L'état d'urgence permanent ?

Des militaires patrouillent à Paris. Une scène désormais familière dans la capitale. Photo d'illustration. [Michel Euler / POOL / AFP]

Face au danger, l’exception pourrait devenir la règle. Alors qu’une nouvelle attaque jihadiste a été menée contre les forces de l’ordre sur les Champs-Elysées, lundi, à Paris, le gouvernement doit présenter ce jeudi, en Conseil des ministres, une nouvelle loi antiterroriste.

Un texte, prévu depuis plusieurs semaines, qui pourrait inscrire l’état d’urgence dans le droit commun, après sa prolongation jusqu’au 1er novembre prochain.

Cette initiative, la première du genre sous l’ère Macron, intervient alors que «le niveau de la menace en France est extrêmement élevé», comme l’a rappelé, lundi, le ministre de l’Intérieur, Gérard Collomb.

Des moyens facilités

Jusqu’à présent, l’exécutif s’est contenté d’annoncer que la nouvelle législation devait «assurer de manière durable la sécurisation des grands événements». Une première mouture du projet de loi, révélée récemment, semble toutefois montrer qu’il entend aller plus loin.

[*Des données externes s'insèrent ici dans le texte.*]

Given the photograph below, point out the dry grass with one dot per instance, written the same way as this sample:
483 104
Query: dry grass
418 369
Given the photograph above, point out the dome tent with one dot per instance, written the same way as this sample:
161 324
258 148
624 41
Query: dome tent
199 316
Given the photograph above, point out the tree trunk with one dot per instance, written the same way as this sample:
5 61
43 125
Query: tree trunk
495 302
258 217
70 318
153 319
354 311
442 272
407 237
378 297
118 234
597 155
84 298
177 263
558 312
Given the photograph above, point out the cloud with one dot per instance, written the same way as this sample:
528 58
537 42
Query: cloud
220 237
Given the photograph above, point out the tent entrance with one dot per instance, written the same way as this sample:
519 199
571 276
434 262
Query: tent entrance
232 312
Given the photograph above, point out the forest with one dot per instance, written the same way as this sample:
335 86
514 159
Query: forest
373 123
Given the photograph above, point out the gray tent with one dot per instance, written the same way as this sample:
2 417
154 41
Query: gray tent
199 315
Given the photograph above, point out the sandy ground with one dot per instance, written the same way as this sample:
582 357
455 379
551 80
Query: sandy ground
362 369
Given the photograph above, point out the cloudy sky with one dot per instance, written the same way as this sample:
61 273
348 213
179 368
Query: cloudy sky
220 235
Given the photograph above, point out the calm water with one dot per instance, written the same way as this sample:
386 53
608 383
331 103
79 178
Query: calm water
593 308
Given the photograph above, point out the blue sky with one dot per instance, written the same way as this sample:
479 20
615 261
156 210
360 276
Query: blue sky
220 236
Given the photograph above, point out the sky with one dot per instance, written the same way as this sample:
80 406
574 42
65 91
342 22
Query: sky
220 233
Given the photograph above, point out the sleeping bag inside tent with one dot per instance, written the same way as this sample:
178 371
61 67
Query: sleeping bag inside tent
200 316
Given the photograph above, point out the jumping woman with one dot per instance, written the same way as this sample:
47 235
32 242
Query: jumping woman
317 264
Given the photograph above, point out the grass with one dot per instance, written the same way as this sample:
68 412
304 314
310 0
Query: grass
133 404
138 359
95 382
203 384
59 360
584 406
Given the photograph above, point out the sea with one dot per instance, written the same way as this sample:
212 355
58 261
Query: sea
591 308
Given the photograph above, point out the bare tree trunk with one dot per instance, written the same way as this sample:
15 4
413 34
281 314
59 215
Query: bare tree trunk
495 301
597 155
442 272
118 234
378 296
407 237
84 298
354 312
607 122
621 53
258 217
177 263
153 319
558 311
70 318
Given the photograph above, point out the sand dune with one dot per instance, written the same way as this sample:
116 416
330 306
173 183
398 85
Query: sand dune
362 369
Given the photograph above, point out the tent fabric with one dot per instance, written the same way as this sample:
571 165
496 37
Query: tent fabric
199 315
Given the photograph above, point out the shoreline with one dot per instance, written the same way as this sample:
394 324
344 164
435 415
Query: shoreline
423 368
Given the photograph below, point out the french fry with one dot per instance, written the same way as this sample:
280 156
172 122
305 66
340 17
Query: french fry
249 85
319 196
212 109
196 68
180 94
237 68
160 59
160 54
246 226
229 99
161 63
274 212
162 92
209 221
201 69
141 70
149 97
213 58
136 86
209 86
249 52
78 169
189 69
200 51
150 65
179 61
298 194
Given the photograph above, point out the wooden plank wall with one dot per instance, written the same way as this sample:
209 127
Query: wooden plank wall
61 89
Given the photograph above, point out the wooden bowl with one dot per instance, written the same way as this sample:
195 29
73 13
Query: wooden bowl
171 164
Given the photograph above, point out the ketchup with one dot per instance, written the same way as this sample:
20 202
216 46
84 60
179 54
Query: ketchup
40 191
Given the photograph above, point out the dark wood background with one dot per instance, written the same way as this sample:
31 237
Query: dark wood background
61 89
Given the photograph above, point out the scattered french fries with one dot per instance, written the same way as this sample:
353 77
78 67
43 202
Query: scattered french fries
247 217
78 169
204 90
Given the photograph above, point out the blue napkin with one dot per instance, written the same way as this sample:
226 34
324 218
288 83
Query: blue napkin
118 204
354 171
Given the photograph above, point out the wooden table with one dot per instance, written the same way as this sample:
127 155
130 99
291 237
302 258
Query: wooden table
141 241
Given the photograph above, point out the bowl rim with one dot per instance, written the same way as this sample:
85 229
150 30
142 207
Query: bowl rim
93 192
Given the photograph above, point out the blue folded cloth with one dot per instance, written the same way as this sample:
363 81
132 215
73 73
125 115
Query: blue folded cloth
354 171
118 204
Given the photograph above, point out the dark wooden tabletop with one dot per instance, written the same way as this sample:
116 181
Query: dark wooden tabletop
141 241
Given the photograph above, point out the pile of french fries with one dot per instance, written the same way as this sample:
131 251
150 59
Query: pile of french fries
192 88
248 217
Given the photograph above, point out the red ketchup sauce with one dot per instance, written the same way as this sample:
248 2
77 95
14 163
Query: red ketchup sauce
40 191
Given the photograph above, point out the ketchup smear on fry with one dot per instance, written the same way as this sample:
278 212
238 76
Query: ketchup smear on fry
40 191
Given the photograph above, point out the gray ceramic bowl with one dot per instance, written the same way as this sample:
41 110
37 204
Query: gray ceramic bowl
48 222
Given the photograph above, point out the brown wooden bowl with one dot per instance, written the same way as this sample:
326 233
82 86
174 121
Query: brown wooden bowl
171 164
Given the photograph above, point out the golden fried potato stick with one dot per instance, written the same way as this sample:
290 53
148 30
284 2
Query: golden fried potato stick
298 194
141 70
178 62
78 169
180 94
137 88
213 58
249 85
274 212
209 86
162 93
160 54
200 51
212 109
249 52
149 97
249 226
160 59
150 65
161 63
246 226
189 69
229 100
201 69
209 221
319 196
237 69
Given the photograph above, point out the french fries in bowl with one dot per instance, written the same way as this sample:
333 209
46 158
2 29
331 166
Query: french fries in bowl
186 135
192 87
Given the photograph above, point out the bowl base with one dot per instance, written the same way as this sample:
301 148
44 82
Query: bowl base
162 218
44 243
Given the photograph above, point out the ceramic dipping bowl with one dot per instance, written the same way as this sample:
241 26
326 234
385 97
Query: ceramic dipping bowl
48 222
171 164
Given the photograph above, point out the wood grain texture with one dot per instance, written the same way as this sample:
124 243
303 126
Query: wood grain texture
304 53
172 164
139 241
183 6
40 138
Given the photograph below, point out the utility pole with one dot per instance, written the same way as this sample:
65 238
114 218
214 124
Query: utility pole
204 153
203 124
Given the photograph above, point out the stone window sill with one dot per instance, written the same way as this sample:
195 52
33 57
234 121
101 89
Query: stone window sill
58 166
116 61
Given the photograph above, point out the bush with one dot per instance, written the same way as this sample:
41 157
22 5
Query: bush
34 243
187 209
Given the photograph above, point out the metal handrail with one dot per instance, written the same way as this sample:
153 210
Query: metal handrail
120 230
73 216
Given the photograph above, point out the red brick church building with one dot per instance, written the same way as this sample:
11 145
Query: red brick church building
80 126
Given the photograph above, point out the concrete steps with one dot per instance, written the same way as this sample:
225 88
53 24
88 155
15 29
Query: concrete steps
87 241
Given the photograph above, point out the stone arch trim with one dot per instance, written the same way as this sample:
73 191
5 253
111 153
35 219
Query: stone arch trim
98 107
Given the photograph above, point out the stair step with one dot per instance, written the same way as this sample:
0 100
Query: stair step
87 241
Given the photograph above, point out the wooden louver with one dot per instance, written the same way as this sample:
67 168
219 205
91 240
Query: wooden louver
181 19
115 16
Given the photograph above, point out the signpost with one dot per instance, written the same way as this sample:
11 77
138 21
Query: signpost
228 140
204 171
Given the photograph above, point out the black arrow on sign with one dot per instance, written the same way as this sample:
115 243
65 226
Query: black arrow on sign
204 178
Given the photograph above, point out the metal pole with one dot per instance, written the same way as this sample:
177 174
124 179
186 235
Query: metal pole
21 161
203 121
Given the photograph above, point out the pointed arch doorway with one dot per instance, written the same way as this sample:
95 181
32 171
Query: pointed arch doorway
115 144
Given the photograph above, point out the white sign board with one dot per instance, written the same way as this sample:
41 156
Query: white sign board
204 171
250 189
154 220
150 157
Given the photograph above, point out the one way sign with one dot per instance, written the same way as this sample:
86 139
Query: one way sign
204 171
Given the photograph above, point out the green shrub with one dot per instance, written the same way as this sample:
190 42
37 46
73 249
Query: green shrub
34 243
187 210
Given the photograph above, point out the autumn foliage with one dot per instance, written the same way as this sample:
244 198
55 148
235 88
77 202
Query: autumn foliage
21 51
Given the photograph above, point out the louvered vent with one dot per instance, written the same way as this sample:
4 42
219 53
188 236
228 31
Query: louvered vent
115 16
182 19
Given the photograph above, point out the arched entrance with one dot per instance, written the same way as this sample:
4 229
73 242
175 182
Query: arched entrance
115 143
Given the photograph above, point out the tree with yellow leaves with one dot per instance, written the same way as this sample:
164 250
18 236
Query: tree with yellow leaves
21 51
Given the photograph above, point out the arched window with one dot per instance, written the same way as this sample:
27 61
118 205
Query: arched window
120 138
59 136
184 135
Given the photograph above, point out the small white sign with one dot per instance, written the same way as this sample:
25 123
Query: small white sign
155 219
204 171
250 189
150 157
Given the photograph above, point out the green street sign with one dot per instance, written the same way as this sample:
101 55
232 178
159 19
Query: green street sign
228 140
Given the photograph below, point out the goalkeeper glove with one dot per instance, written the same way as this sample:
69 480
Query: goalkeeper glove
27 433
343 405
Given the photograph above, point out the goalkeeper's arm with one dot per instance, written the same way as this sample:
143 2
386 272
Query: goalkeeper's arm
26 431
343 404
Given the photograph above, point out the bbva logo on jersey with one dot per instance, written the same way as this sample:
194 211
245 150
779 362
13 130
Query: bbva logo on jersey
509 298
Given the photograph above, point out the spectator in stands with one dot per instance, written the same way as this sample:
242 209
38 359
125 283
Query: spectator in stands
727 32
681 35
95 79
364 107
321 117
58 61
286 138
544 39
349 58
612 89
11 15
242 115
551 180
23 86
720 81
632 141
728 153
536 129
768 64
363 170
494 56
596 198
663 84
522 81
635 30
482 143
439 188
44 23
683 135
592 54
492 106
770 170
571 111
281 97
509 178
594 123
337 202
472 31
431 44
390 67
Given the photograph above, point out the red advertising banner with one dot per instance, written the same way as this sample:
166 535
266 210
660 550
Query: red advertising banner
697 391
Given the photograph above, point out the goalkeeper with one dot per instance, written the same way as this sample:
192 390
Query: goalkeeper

En effet, selon Le Monde, le gouvernement souhaiterait confier de manière permanente aux préfets et au ministre de l’Intérieur le pouvoir d’assigner à résidence des individus dans un «périmètre géographique déterminé», ainsi que d’ordonner des perquisitions de jour comme de nuit.

Deux mesures jusqu’ici indissociables de l’état d’urgence. Les représentants de l’Etat pourraient aussi interdire des lieux de culte, exploiter les données des téléphones ou ordinateurs, ordonner des fouilles, ou encore placer sous bracelet électronique des individus, en prévention d’un «acte de terrorisme». 

Après l’attentat raté sur les Champs-Elysées, mené par un homme fiché S depuis 2015 et porteur d’un permis d’armes, des ajustements pourraient aussi intervenir. Edouard Philippe a en effet déclaré hier que «personne ne pouvait se satisfaire» de cette situation. Le Premier ministre a en outre assuré qu’en sortant de l’état d’urgence, chaque situation serait prise en compte sous le contrôle d’un juge.

Un nouveau cadre qui dérange

Le gouvernement se montre donc rassurant, mais le texte suscite déjà des réactions, notamment concernant les libertés publiques. Les associations s’inquiètent de voir des «mesures liberticides» devenir pérennes. Et de son côté, le Conseil d’Etat verrait d’un mauvais oeil le fait que les assignations à résidence et les ports de bracelets électroniques puissent être renouvelés indéfiniment, sans limitation dans le temps.

Le projet de loi trouve en revanche un écho favorable auprès des policiers. Faciliter les perquisitions donne aux agents «un accès à des informations que d’autres procédures ne permettent pas», souligne ainsi Céline Berthon, du Syndicat des commissaires de la police nationale. Un avis partagé par le ministre de l’Intérieur, pour qui «l’état de la France nécessite [...] de telles lois».